Hurrying forward, with extended hands, he warmly saluted the Treasurer, yet the anxiety which had prompted this early morning call found immediate utterance in the first words he spoke.
"Your boys, Mr. Treasurer, are they doing well?"
"Dr. Barnes has just left them, your Excellency, and his report is altogether favourable; they have many serious flesh wounds, yet, by the mercy of God, no vital injury has been inflicted; and, if nothing unforeseen occurs, they will make a rapid recovery to health."
"They are noble boys!" cried the Ambassador, with enthusiasm. "They saved my son's life at the peril of their own, and with a manly daring which moves all men to admiration.

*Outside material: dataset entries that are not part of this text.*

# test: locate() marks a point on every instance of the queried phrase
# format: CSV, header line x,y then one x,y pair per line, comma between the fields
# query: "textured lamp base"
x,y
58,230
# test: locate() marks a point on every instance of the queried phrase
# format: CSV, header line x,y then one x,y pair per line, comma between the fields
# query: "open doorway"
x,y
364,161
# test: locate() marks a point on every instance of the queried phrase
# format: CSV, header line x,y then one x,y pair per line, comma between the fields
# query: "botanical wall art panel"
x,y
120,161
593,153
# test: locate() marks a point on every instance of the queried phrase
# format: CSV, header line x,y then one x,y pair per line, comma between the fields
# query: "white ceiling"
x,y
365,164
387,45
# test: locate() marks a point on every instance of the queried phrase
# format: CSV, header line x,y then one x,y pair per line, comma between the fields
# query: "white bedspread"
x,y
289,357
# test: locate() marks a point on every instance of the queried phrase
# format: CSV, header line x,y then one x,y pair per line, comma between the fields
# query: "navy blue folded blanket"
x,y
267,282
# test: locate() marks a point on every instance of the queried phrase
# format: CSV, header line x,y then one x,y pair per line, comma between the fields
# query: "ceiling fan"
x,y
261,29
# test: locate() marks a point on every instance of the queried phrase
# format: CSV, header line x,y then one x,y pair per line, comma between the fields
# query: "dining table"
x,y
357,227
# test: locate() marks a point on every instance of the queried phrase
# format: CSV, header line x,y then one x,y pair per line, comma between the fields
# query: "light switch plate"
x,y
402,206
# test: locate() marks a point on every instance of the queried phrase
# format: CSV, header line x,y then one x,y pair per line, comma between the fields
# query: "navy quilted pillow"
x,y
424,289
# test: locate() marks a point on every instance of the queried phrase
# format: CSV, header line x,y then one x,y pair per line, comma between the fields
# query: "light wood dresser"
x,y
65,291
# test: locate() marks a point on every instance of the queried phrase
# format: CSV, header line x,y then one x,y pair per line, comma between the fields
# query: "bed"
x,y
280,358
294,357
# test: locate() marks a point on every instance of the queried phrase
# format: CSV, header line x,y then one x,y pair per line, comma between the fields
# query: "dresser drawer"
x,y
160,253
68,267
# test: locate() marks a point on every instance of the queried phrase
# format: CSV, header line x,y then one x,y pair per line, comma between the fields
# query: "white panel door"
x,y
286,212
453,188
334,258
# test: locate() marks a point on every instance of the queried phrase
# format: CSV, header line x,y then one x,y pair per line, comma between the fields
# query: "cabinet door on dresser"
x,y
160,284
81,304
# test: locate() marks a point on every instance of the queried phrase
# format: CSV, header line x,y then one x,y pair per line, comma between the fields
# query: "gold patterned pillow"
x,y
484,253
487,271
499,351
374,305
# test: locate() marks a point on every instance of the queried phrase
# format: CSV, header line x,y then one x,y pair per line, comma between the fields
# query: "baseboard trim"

London is ringing with their praises to-day; they are the heroes of the hour!"
Then Don Diego intervened with an eager request that he might visit the sick-room.
"It may not be, young sir," said Sir John. "You know they have a masterful young nurse in Mistress Susan Jefferay, and I myself have just been refused an interview with the boys by their stern guardian; they are to be kept in absolute quiet, she says, or Dr. Barnes will not answer for the consequences."
So the visitors took their departure, Diego obtaining permission to return to Gray's Inn in the evening.
Throughout that day visitors poured in at the Treasurer's lodgings with eager inquiries respecting the lads whose deed of daring had become public property from the moment when the Queen's guardship came to their rescue.
To many of these visitors the lads were unknown personally, though their handsome faces and strongly knit bodies had attracted much observation in Gray's Inn and its neighbourhood.
But Sir John was one of the leading men of the day; not only was he known to be a great lawyer, but he sat in Queen Mary's Parliament as a member for the City of London, and was fast becoming a strong leader among the members of the House who were silently ranging themselves as partisans of the young Princess Elizabeth.